En France, dans un communiqué du 13 novembre 2008, l’Afssa (devenue l’Anses) s’est alignée sur les conclusions de l’Autorité européenne de sécurité des aliments (EFSA) selon lesquelles l’exposition des nourrissons au bisphénol A était largement inférieure à la dose journalière tolérable (DJT) et ce, même en cas de chauffage au micro-ondes. Quelques jours plus tard, le Canard enchaîné dénonçait un conflit d’intérêt : de nombreux membres du comité d’experts de l’Afssa auraient également été employés par l’industrie du plastique.

Premier changement de position : l’Afssa avait indiqué le 5 février 2010 constater des « effets subtils » du BPA sur le comportement de rats et affirmait « poursuivre son travail d’expertise pour comprendre ces signaux d’alertes ». Pourtant, en avril 2010, donc deux mois plus tard, elle estimait qu’il n’y avait « pas de raison de modifier les habitudes alimentaires » ! Elle reconnaissait néanmoins que : « la protection des consommateurs doit être renforcée, et le niveau d’exposition de la population réduit ». Ces recommandations n’ont bien entendu pas satisfait les médecins et associations de consommateurs, étant donné leur faible impact par rapport aux dangers réels.
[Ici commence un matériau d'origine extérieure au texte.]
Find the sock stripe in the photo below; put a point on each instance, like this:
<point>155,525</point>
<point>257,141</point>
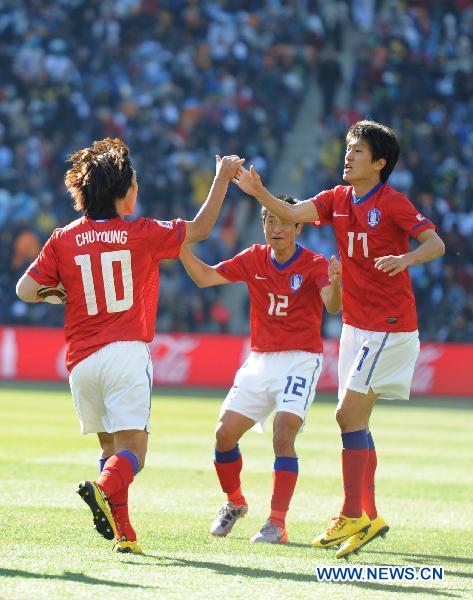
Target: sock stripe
<point>286,463</point>
<point>355,440</point>
<point>370,441</point>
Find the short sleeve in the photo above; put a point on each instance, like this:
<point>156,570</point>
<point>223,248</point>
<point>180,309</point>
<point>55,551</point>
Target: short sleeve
<point>165,238</point>
<point>407,217</point>
<point>45,269</point>
<point>321,272</point>
<point>323,202</point>
<point>236,268</point>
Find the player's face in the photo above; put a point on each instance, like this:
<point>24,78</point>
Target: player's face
<point>359,165</point>
<point>280,235</point>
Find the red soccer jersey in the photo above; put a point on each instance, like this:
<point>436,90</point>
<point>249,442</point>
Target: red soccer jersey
<point>110,272</point>
<point>375,225</point>
<point>286,307</point>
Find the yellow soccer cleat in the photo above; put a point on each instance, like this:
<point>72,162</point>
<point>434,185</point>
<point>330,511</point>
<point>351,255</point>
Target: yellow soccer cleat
<point>341,529</point>
<point>123,546</point>
<point>378,528</point>
<point>93,496</point>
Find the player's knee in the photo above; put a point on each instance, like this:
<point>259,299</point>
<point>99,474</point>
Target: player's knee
<point>225,438</point>
<point>283,443</point>
<point>343,417</point>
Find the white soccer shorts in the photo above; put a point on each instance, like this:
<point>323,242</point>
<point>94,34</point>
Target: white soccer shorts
<point>279,381</point>
<point>379,360</point>
<point>111,388</point>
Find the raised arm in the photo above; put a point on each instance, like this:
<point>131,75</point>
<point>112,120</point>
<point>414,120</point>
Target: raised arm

Vers une prise en compte des dangers.

Peu à peu, les organismes institutionnels ont revu un à un leur positionnement. Ainsi, la FDA, qui avait initialement déclaré le BPA sans danger en 2008, est revenue sur son avis, sur la base de nouvelles études concluant à « des effets potentiels sur le cerveau et sur la prostate des bébés et des fœtus ». Elle a par la suite encouragé l’initiative des industriels américains de ne plus utiliser de BPA dans les contenants d’aliments pour bébés et s’est positionnée contre l’utilisation du BPA dans les revêtements intérieurs de boîtes de conserves.

Depuis le 18 avril 2008, Santé Canada a classé le BPA au rang de substance dangereuse. Le Canada a ainsi été le premier pays à classer au rang des toxiques cette substance, et le 17 octobre 2008 il est également devenu le premier pays à interdire les biberons au BPA. La France n’a suivi que deux ans plus tard, en 2010. Le BPA a aussi été interdit dans certains États américains (parmi lesquels le Minnesota et le Connecticut), tandis que des sénateurs américains ont déposé une proposition de loi visant à son interdiction pour tout contenant de boisson.

Dès 2009, la polémique enfle. En France, le Réseau Environnement Santé (RES), qui réunit associations, ONG et scientifiques, demande aussi « l’interdiction du BPA dans les plastiques alimentaires ». Aux États-Unis comme en France, un certain nombre de fabricants annoncent qu’ils proposent ou vont proposer des biberons « garantis sans BPA ». Le 23 juin 2010, le Parlement français interdit finalement la fabrication et la commercialisation de biberons contenant du BPA.

Il faudra attendre la semaine dernière et la publication de deux autres rapports accablant le BPA pour que l’Anses recommande la substitution du BPA. Les industriels, qui s’annoncent « surpris », préviennent aussitôt qu’une telle substitution sera très difficile et demandera du temps… Pourtant, les risques étaient connus depuis des années, bien que les agences sanitaires aient plus que tardé à l’admettre. Un projet de loi a été déposé dans la foulée pour interdire le BPA. Le parcours parlementaire s’annonce long, et les lobbys puissants. Serions-nous tout de même en train d’assister à la fin du BPA ? Si c’est le cas, il était temps… V.D.